The Nasdaq composite suffered its worst single-day loss of the year on June 5, 2026, plunging 4% as a stronger-than-expected May jobs report sent shockwaves through rate-sensitive growth stocks. The broader S&P 500 also fell sharply in a broad-based selloff that CNN called the “worst day of the year” for Wall Street.

**What Triggered the Selloff**

The catalyst was the May nonfarm payrolls report, which came in at +172,000 jobs added — well above the consensus estimate of roughly +150,000. The upside surprise reignited fears that the Federal Reserve may need to keep interest rates higher for longer, or even resume rate hikes, to prevent the labor market from overheating.
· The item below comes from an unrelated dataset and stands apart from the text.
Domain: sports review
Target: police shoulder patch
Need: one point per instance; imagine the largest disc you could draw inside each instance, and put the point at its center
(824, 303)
Treasury yields spiked immediately after the release, with the 10-year note climbing to its highest level in weeks. The rate-sensitive Nasdaq was hit hardest, as elevated discount rates compress the long-duration cash flows that justify high valuations in the tech and AI sectors.

**Key Movers**

The selloff was concentrated in the artificial intelligence and high-growth tech names that have led the market rally throughout the year:

– **NVIDIA (NVDA)** fell 6.8%, its worst day since late 2024, as traders rotated out of the year’s best-performing mega-cap.
– **Advanced Micro Devices (AMD)** dropped 5.4%, dragged down by semiconductor weakness.
– **Broadcom (AVGO)** shed 4.9% on heavy volume.
– **Microsoft (MSFT)** fell 3.2%, its largest single-day decline in months.
– **Alphabet (GOOGL)** declined 3.5%, pressured by rising Treasury yields.
– **Super Micro Computer (SMCI)** tumbled 8.1%, leading losses among AI infrastructure plays.

**Market Outlook**

The jobs data puts added pressure on the Fed’s June policy meeting, with traders now pricing in a higher probability of a hawkish hold or even a quarter-point hike. Analysts warned that if next week’s CPI print also comes in hot, the selloff could extend.

“This is a corrective moment for the AI trade,” said one strategist. “The macro backdrop just shifted, and valuations that were already stretched are now vulnerable to repricing.”

Despite the rout, some analysts pointed to the resilience of the broader economy as a positive signal. The 172,000 jobs gain underscores consumer strength, which should support corporate earnings even as the Fed remains cautious.

The Nasdaq closed at 18,142, down 4.0% on the day — its steepest percentage decline since the 2022 bear market lows. The S&P 500 ended at 5,372, down 2.3%.